Glad you feel better, Mike, and glad we could all help out. Isn't it nice sometimes just to ge these things off our your chest? The Creek is a heck of a lot cheaper than therapy.:D

Sonny Edmonds
01-11-2009, 5:15 PM
What drive me up the wall is when someone gives directions and says something like...."Well, You go down 3 red lights then turn left".....

:mad:

.....What if the lights aren't red?....You could drive for miles before you catch 3 red lights!!! :rolleyes:

They're Traffic Lights (or Traffic Signals)........Just like it's a Water Heater not a Hot Water Heater!

;) I feel better now..............

I feel your pain!
My Sis in Medford, OR lives a slight bit remotely from town. We get as far as a small corner store where we were to call her.
She starts giving me directions like, "you go down the road and see a big rock on the left.

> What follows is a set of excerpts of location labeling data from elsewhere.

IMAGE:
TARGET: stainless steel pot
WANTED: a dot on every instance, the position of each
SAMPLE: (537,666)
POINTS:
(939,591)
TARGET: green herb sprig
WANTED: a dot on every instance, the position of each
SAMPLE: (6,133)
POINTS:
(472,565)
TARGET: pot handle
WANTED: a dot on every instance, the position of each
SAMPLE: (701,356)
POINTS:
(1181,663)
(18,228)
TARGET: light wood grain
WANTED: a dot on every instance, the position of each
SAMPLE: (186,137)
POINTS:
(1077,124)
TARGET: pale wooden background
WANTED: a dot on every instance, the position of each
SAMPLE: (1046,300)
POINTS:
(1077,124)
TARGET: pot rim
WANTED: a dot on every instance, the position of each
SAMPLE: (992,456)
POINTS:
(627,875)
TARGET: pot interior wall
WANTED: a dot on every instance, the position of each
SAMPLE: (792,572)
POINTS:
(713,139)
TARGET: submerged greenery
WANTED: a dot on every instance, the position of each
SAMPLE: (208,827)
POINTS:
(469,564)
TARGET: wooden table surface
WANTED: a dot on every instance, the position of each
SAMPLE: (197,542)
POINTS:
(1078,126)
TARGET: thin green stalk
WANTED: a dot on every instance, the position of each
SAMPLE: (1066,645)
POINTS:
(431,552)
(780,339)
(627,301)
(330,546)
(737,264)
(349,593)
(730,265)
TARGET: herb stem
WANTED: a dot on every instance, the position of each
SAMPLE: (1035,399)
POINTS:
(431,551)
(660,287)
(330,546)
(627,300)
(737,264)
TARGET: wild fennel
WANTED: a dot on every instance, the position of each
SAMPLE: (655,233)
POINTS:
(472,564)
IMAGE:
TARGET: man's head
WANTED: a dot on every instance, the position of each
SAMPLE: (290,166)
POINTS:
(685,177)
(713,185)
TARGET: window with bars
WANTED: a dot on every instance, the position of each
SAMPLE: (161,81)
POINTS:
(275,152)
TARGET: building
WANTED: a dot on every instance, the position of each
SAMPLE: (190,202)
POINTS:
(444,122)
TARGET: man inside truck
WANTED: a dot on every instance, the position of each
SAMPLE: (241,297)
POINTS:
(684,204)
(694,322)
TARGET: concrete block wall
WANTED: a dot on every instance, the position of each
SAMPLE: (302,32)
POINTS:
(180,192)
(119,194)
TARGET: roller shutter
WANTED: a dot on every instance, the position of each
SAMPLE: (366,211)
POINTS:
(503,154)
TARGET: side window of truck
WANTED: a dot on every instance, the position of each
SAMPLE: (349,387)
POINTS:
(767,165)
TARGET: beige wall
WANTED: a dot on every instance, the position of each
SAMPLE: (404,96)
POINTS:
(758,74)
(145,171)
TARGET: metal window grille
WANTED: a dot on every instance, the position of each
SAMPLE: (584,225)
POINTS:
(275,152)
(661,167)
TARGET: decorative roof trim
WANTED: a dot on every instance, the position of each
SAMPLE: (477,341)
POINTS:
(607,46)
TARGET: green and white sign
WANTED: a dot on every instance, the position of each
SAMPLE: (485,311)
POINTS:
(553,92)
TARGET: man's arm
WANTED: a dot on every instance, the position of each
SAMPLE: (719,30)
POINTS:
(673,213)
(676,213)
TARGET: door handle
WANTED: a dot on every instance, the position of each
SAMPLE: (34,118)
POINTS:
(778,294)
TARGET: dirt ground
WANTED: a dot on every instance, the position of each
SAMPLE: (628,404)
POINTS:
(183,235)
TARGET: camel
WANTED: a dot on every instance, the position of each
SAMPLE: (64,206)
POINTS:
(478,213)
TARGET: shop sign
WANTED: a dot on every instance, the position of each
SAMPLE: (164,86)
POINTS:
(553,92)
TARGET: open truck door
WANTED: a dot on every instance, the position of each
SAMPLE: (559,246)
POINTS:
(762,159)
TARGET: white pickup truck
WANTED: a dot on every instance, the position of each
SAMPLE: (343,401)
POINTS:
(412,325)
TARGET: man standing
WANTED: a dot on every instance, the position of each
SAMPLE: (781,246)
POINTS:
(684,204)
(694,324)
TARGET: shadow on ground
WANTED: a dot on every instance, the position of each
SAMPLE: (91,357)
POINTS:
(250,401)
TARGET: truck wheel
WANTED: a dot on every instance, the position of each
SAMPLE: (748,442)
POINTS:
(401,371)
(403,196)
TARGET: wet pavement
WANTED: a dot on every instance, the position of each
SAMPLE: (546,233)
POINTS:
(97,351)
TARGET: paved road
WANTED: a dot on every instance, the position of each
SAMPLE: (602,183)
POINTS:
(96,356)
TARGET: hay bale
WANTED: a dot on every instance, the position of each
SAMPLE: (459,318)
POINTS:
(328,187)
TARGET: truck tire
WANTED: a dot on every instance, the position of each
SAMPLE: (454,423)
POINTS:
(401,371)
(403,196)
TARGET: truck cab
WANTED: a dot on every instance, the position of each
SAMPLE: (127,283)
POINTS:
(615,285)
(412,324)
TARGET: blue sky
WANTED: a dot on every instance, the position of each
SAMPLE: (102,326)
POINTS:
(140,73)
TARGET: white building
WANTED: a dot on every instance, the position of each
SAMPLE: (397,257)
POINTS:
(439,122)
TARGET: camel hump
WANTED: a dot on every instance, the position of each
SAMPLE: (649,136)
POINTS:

Turn there and go to the big tree on the right and about a quarter of a mile you'll see a blue mailbox...."
"For craps sakes! Come and lead us to your house, will ya?", I said. :D
She was there in about 10 minutes, I couldn't tell one rock or tree from another following her to her house.

Did you know that Oregonians don't tan?
They rust.
I think my Sis's (2) up in Oregon have rusted in the brain area sometimes. :confused: :D :)

Sonny Edmonds
01-11-2009, 5:17 PM
54 to 5
It seems the Floridians have thinned out some. :confused:

Belinda Barfield
01-14-2009, 7:49 AM
Thanks all for your input. We ended up with 7 hot water heater fans, but by and large the majority of us drop the hot.

Colin Giersberg
01-14-2009, 7:38 PM
Technically, when the heat on the "hot water heater" turns off, doesn't said hot water start cooling off immediately, in a desperate attempt at becoming cold water again, only to be re-heated to a point for another person in the house to use it all up before you can use any of it, thus having cold water again that needs mucho heato to become hot again.

Technically, this statement could go on forever, but realistically, I am going to end it right now, while the ending is good.